Validation of a new basic virtual reality simulator for training of basic endoscopic skills: the SIMENDO

Affiliations
Randomized Controlled Trial

Validation of a new basic virtual reality simulator for training of basic endoscopic skills: the SIMENDO

E G G Verdaasdonk et al. Surg Endosc. 2006 Mar.

Abstract

Background: The aim of this study was to establish content, face, concurrent, and the first step of construct validity of a new simulator, the SIMENDO, in order to determine its usefulness for training basic endoscopic skills.

Methods: The validation started with an explanation of the goals, content, and features of the simulator (content validity). Then, participants from eight different medical centers consisting of experts (> or =100 laparoscopic procedures performed) and surgical trainees (<100) were informed of the goals and received a "hands-on tour" of the virtual reality (VR) trainer. Subsequently, they were asked to answer 28 structured questions about the simulator (face validity). Ratings were scored on a scale from 1 (very bad/useless) to 5 (excellent/very useful). Additional comments could be given as well. Furthermore, two experiments were conducted. In experiment 1, aimed at establishing concurrent validity, the training effect of a single-handed hand-eye coordination task in the simulator was compared with a similar task in a conventional box trainer and with the performance of a control group that received no training. In experiment 2 (first step of construct validity), the total score of task time, collisions, and path length of three consecutive runs in the simulator was compared between experts (>100 endoscopic procedures) and novices (no experience).
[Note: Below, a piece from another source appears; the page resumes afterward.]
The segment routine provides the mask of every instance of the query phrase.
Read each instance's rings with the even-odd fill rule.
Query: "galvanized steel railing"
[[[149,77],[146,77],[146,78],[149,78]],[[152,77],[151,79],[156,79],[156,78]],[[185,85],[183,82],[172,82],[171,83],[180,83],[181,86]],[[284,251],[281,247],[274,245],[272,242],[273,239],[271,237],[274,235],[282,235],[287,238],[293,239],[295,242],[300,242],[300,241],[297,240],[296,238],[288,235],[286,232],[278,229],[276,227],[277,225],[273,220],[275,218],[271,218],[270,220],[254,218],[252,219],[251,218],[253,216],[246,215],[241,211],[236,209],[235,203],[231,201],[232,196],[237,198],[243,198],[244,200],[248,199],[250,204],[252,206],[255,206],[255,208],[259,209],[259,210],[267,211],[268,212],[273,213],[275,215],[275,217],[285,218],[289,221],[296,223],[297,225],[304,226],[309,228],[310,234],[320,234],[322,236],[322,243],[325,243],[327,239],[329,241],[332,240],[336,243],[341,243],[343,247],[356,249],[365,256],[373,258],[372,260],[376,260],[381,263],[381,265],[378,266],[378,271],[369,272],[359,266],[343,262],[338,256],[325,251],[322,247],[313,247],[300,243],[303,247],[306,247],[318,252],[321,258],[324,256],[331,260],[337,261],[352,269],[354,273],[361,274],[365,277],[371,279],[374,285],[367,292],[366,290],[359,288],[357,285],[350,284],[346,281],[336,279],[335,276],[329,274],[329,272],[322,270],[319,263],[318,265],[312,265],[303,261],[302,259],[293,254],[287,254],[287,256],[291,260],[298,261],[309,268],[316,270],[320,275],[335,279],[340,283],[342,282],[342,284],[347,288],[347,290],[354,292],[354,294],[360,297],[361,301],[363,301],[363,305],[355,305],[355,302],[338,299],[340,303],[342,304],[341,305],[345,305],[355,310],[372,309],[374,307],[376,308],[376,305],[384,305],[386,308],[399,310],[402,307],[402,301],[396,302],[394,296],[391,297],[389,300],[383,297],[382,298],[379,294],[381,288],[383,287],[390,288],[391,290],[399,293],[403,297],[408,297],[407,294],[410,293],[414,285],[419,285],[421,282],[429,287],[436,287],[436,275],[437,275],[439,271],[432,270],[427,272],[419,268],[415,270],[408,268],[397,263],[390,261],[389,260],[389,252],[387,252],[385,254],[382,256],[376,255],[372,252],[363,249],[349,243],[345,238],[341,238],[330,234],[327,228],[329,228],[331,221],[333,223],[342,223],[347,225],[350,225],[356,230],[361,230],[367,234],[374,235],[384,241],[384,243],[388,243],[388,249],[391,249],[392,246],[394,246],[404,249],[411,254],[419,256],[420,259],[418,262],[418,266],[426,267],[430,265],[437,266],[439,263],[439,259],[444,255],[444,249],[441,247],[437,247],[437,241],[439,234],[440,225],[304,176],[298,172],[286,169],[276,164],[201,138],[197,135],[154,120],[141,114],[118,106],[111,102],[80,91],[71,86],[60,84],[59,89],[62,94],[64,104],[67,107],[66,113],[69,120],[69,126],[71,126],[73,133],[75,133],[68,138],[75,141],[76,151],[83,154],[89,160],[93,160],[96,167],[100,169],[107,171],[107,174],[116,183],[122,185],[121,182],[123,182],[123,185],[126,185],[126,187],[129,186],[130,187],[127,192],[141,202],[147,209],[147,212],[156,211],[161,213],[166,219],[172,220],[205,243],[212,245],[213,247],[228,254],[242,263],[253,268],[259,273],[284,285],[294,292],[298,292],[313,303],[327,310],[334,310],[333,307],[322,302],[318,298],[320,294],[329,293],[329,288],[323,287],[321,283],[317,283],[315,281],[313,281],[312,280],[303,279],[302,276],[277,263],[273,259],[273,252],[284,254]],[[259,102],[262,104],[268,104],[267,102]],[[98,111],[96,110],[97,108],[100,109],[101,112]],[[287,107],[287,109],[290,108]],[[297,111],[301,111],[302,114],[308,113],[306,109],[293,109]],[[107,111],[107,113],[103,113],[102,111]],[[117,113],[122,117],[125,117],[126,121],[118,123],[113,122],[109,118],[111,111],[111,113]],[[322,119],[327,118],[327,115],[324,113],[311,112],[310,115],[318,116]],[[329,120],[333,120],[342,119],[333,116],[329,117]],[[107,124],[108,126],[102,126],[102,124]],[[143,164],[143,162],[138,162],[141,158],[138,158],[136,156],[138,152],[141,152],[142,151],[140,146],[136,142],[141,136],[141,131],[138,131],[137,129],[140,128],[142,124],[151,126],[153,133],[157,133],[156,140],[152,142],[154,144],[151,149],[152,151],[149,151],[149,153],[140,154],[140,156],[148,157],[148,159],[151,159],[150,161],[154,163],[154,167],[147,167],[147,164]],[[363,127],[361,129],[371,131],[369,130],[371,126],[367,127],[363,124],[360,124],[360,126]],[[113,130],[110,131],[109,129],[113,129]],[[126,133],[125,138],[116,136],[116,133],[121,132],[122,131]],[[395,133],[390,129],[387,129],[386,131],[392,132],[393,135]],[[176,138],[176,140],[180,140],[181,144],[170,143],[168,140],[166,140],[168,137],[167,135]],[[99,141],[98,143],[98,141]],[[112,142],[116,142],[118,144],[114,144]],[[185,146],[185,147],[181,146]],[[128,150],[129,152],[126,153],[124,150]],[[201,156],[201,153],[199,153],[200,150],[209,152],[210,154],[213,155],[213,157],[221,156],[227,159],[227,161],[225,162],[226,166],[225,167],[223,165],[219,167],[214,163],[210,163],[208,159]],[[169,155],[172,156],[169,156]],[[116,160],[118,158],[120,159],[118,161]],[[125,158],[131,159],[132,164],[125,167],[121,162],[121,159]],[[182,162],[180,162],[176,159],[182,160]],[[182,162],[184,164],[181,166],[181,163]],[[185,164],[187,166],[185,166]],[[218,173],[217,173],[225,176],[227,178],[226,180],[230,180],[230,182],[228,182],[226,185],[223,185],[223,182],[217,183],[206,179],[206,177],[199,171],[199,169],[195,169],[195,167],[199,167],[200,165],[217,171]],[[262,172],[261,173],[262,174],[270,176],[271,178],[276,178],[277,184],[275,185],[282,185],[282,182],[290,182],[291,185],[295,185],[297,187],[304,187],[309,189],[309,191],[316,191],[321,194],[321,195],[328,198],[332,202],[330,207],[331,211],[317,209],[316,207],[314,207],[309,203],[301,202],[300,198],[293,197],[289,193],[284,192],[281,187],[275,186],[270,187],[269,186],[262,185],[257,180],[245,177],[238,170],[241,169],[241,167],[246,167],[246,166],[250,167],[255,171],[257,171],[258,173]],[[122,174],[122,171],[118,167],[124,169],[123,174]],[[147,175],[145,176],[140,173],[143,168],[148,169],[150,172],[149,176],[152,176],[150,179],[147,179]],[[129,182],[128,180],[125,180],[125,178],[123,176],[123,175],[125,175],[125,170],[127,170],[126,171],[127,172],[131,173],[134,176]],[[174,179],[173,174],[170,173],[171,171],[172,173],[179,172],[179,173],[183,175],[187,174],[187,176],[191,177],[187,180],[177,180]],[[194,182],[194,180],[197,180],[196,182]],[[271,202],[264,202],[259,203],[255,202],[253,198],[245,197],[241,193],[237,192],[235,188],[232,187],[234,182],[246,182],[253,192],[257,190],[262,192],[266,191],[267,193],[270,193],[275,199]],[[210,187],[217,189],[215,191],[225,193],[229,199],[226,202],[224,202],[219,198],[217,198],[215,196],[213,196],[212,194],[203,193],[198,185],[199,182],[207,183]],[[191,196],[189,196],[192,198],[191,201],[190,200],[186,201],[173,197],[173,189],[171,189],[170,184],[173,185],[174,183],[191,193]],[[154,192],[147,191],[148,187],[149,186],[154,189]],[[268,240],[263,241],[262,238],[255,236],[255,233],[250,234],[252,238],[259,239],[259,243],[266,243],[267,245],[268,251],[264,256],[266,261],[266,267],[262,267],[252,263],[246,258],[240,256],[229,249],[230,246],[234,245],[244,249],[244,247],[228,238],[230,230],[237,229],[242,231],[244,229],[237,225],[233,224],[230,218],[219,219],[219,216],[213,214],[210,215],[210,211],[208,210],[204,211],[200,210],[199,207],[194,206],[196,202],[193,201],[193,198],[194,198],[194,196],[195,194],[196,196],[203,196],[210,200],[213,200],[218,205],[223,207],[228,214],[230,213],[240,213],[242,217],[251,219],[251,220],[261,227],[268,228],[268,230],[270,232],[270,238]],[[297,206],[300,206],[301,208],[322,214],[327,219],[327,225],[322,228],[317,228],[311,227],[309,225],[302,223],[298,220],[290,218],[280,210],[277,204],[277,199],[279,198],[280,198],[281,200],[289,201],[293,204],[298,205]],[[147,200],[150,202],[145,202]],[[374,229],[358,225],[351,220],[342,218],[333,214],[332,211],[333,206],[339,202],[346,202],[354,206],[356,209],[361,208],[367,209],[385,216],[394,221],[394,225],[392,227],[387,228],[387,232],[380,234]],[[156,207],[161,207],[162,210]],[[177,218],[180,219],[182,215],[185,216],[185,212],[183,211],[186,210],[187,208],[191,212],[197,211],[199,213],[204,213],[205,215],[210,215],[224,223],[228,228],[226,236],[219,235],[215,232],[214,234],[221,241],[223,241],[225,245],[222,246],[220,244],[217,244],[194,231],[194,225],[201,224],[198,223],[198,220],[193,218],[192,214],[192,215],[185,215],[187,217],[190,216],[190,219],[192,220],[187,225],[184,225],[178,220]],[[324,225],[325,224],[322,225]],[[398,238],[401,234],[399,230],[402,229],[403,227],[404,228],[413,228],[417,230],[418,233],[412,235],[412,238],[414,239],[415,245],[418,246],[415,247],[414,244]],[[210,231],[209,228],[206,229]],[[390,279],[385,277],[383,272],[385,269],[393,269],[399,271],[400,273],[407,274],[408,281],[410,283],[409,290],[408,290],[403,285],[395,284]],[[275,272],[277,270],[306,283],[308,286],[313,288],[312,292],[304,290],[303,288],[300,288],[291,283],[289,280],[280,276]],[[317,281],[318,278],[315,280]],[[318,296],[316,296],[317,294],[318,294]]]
Results: A total of 75 participants (36 expert surgeons and 39 surgical trainees) filled out the questionnaire. Usefulness of tasks, features, and movement realism were scored between a mean value of 3.3 for depth perception and 4.3 for appreciation of training with the instrument. There were no significant differences between the mean values of the scores given by the experts and surgical trainees. In response to statements, 81% considered this VR trainer generally useful for training endoscopic techniques to residents, and 83% agreed that the simulator was useful to train hand-eye coordination. In experiment 1, the training effect for the single-handed task showed no significant difference between the conventional trainer and the VR simulator (concurrent validity). In experiment 2, experts scored significantly better than novices on all parameters used (construct validity).

Conclusion: Content, face, and concurrent validity of the SIMENDO is established. The simulator is considered useful for training eye-hand coordination for endoscopic surgery. The evaluated task could discriminate between the skills of experienced surgeons and novices, giving the first indication of construct validity.